Анат, жена его, шутливо выговаривала ему: мол, перестань выдавать военные тайны. И на сей раз, прикрывая колени, размашистым жестом резко взметнула юбку. Тут Азария неожиданно обиделся и стал доказывать, вежливо, но настойчиво, что в его присутствии можно говорить о военных операциях, поскольку он не иностранный агент и в армии, состоя на должности сержанта технической службы, тоже занимался очень секретными проблемами. И если уж говорить о тайнах, он, со своей стороны, готов привести потрясающий пример, касающийся танковых войск, то, что стало известно ему о программе генерала Таля, которая произведет подлинную революцию. Между прочим, по его, Азарии, мнению, именно у этих стариков, на которых злится Иони, в кончике ногтя больше ума, чем у всех высокомерных умников, выходцев из ударных отрядов ПАЛМАХа или выпускников сельскохозяйственной школы «Кадури», ибо старики пережили все муки изгнания, выпавшие на долю евреев там, в Европе, а мы выросли внутри рюмки для яиц всмятку, даже головы не высунув; самое большее, вдыхали по ночам дым деревенских очагов, в которых пекли свой хлеб арабы, да время от времени кого-нибудь убивали — отсюда узость нашего кругозора, наши вечные слезы и слюни. Он, Азария, не имел в виду никого из присутствующих, Боже упаси! Самое большее, самого себя. Но проблема-то, как говорится, общая. А теперь он чувствует, что должен попросить прощения, в особенности у Иони, потому что, возможно, непреднамеренно задел его. Кстати, выражение «муки изгнания» здесь не подходит. И он берет его обратно и обещает подыскать другие…

В это мгновение Азарию снова поразили глаза Римоны, с немой тоской остановившиеся на его лице: так порой всматриваются в тебя домашние или дикие животные, словно дано им знать и помнить нечто простое и невыразимое, предвосхищавшее и слово, и знание. Показалось ему, что в уголках ее губ пряталась улыбка, словно говорящая ему: «Хватит, мальчик, хватит», и Азария запутался, попытался завершить все шуткой, запутался еще больше и из последних сил стал оправдываться:

— Нет, это была не шутка, а наоборот, так сказать… Я серьезно, как говорится… Не собирался никого обидеть, но только ситуация, как говорится… довольно печальна… Не то чтобы печальна, но просто… неблагополучна…

— Так, может, попытаешься поделиться с нами другой шуткой? — иронически предложил Уди, не переставая метко швырять камешки в ствол искривленного дерева.

— Азария, — сказала Римона, — если тебе необходимо говорить — говори, а мы будем слушать. Но это не обязательно.

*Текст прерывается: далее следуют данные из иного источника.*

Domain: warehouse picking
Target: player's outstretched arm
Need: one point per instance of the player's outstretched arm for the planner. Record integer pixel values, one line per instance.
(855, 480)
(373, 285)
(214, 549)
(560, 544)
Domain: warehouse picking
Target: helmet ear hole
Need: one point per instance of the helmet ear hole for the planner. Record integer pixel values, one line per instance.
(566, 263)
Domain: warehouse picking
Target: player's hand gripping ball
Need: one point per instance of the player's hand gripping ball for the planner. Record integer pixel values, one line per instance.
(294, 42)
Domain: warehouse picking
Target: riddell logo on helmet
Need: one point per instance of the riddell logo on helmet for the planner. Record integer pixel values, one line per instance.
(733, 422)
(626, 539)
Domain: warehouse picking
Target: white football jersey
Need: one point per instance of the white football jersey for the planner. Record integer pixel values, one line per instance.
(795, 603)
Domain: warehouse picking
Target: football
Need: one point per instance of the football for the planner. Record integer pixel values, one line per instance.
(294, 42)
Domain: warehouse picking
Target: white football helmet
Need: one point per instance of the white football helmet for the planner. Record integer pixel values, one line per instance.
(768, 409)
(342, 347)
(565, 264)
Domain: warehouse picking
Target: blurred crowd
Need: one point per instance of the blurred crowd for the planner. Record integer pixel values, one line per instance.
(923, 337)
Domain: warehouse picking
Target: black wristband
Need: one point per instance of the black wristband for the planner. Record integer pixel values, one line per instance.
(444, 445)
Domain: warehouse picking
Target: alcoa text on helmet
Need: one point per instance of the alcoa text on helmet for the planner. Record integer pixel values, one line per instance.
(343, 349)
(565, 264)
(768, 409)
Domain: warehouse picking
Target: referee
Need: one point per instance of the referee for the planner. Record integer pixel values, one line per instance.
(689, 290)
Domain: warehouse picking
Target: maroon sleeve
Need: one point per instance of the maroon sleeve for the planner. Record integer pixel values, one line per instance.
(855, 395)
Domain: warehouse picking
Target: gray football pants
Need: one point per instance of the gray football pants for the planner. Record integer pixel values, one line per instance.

— Действительно, отчего бы и нет, — пробормотал Азария, — если вам, как говорится, скучно и вы хотите, чтобы я вас рассмешил, я знаю, как это сделать. Для меня это не проблема.

— Ну так вперед! — подбодрил его Уди, подмигнув Ионатану.

Ионатан не ответил на подмигивание, всецело отдавшись своему занятию: он выдергивал колючки и комки грязи из шерсти Тии.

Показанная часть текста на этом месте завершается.